Гай-Хату, которого Марко Поло называет Киакату, был государь умный. Жен у него было много, и сказал он через гонца: «Везите принцессу к Казану». Поехали купцы и посол Гоус с охраной в двести человек.
Меньше нельзя было взять, потому что вся страна воевала.
Ехали горами, пили горькую воду. Принцесса Кокачин и подруга ее, принцесса Сунская, обе молчали. Говорить им было уже поздно, потому что не было обычая разговаривать женщинам на персидской земле. Приехали послы к Казану.
Во время пути услыхали Никколо Поло, Маффео и Марко, что умер хан Кубилай.
Значит, в Китай пути уже не было. Отдали принцесс Казану. При разлуке Кокачин горько плакала.
Остались принцессы одни.
Что же касается Казана, то он был счастлив. Собрал он войско, вышел, сразился, разбил врага, умертвил его, и произошло это сейчас же после прихода послов. Такие уж были купцы Поло люди — шли они всегда впереди войны.
Так шли они и сейчас, задержались в Тавризе, торговали здесь жемчугом и между делом посылали вести Казану.
Почти четверть века прошло со времени отъезда купцов из Венеции.
Обменяли купцы Поло все товары на драгоценные камни.
Кругом кипела война. Охраны взять было не у кого. Сели купцы в одежде нищих на ослов и пошли в хвосте каравана. Шли верблюды, связанные волосяными веревками, шли и кричали. Кричали ослы, раздражая купеческое ухо. Нужно было упереться ослам ногою в зад и потянуть за хвост с силой — тогда ослы замолкали.
Ехали от Тавриза, оставив за собою море, которое называлось Шелковым, а мы называем Каспийским, то есть морем дверей.
Ехали, обходя места, где кипела война. В городе Тифлисе мылись в бане с горячей проточной водой, охраняя по очереди свои одежды. Ходили по каменному полу бани в деревянных сандалиях, сводили волосы с тела жгучей землею… Грузины красивы, волосы стригли коротко, хорошо стреляли, хорошо сражались и все же платили дань татарам. Только в дальних ущельях отсиживались независимые племена.
На грузинской границе видали источник подземного масла, оно горело, но есть его было нельзя. Во всей стране жгли только это масло[147].
Отсюда шли узкими ущельями, платили за пропуск рубашками: рубашки эти разрывали на столько частей, сколько воинов было у горного владельца. Переходили перевалы, шли в буковых лесах; деревья, все в желтосерых прядях мха, стояли на скалах так круто, как круто сидит всадник в седле, когда спускается с горы.
Дороги шли в узких траншеях, изгибаясь и ломаясь поминутно. Ноги всадников задевали за края траншей.
Кипели реки, в реках плыли мохнатые от ударов о камни тяжелые бревна. Вывозили отсюда дерево. Буком и драгоценным самшитом славилась страна.
Вышли к морю у Трапезунда трое венецианцев: два старика да Марко Поло, которого здесь никто не называл господином.
У города Трапезунда долго торговались и плакали, сговариваясь с капитаном о месте на палубе. У корабля парус был полотняный, давно не виданный. Корабль пах смолою, а не рыбьим жиром.
Округлился парус, поплыли серые обрывы Кавказского берега; белые горы виднелись вдали. Море кипело и крутилось. Ехали долго, потом прошли мимо Константинополя; здесь не сошли на берег — стороною уже знали от матросов, что всем морем владеют генуэзцы. Проплыли мимо города, посмотрели на Перу, поискали глазами лазоревый флаг — не видно! Плыли мимо белокаменных греческих островов.

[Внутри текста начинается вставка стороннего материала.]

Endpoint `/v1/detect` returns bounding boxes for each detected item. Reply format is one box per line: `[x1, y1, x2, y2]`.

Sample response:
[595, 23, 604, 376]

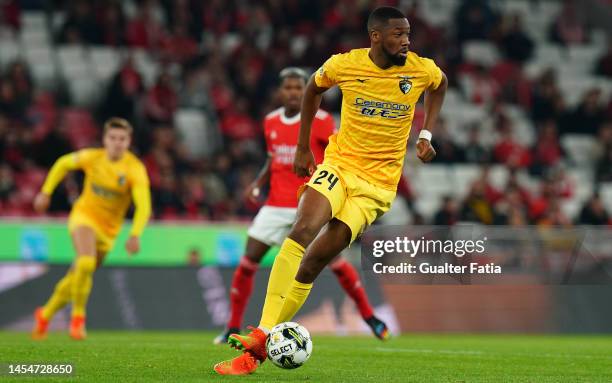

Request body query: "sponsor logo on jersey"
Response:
[399, 76, 412, 94]
[91, 183, 122, 198]
[272, 144, 297, 165]
[355, 97, 410, 118]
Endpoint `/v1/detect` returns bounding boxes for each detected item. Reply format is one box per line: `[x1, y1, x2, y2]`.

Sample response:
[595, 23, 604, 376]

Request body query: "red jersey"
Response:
[264, 108, 336, 208]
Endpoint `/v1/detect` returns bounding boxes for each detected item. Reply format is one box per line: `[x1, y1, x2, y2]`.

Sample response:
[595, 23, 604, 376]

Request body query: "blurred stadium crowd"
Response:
[0, 0, 612, 225]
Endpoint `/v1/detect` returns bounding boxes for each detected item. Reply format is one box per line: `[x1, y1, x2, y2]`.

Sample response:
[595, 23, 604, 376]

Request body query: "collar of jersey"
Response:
[280, 108, 300, 125]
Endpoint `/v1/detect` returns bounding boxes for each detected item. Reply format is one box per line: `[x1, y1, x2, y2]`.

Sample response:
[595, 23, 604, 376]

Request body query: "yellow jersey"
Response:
[42, 149, 151, 236]
[314, 48, 442, 190]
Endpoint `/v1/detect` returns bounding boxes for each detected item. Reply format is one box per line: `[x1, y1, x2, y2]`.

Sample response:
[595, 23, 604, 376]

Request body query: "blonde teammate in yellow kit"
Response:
[32, 118, 151, 339]
[214, 7, 447, 375]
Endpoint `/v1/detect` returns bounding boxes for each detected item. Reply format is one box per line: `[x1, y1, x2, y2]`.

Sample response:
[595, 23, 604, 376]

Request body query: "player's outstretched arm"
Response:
[34, 153, 79, 213]
[417, 73, 448, 162]
[244, 155, 272, 204]
[293, 75, 327, 177]
[125, 176, 151, 255]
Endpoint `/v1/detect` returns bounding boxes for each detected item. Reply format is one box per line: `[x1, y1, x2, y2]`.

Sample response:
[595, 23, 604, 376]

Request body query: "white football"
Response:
[266, 322, 312, 369]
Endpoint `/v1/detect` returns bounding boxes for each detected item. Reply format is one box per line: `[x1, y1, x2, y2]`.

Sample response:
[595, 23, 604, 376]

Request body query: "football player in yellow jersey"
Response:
[32, 118, 151, 339]
[214, 7, 447, 375]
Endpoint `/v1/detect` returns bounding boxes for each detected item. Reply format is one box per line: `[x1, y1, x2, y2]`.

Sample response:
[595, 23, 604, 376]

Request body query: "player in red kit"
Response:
[215, 68, 388, 344]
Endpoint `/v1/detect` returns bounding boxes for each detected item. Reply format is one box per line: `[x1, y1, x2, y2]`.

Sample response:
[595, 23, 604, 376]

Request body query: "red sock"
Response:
[331, 258, 374, 319]
[227, 257, 258, 328]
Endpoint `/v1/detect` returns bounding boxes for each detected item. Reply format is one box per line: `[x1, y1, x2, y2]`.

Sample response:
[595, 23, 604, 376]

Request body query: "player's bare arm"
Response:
[293, 75, 327, 177]
[417, 73, 448, 162]
[244, 155, 272, 203]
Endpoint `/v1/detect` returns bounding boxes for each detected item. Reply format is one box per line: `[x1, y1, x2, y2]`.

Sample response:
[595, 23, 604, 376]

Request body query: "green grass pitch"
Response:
[0, 331, 612, 383]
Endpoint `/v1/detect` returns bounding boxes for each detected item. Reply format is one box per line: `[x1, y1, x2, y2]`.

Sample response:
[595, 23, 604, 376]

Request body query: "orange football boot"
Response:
[32, 307, 49, 340]
[70, 316, 87, 340]
[214, 352, 259, 375]
[227, 326, 268, 363]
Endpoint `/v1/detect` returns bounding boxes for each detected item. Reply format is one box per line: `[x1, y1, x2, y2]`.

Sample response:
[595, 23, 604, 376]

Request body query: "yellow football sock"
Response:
[42, 270, 74, 320]
[277, 280, 312, 323]
[72, 255, 96, 317]
[259, 238, 304, 330]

В небе ночью знакомые звезды. Полярная звезда на своем месте, высоко.
Прямо из моря выплыла Венеция. Как она изменилась!
Лазоревое море одно осталось того же цвета, а город стоит каменный. Двадцать четыре года прошло, как покинул родину Марко. Был уже 1295 год.
Спустились с корабля купцы Поло. Мраморные желтоватые мосты скользки. Говорили потом в Венеции, что нужно здесь бояться трех вещей — скользких каменных ступеней, попов и распутниц.
От моря ноги были слабы. Но вот он, остров Риальто, причаленный к другим островам многими мостами. Вот знакомый деревянный дом.
Крыша поросла мхом.
Постучались трое путников в двери.
В доме не изменилось ничего. Слуга был стар. Посмотрел долгим взглядом на нищих. Старший нищий ногой подтянул на прежнее место деревянный стул, сел.
Слуга заплакал.
— Входите, господа, судьба была неблагоприятна к вам, но дом наш сохранен.
Из дальних комнат пришли какие-то родственницы. Дом был стар, из канала пахло сыростью.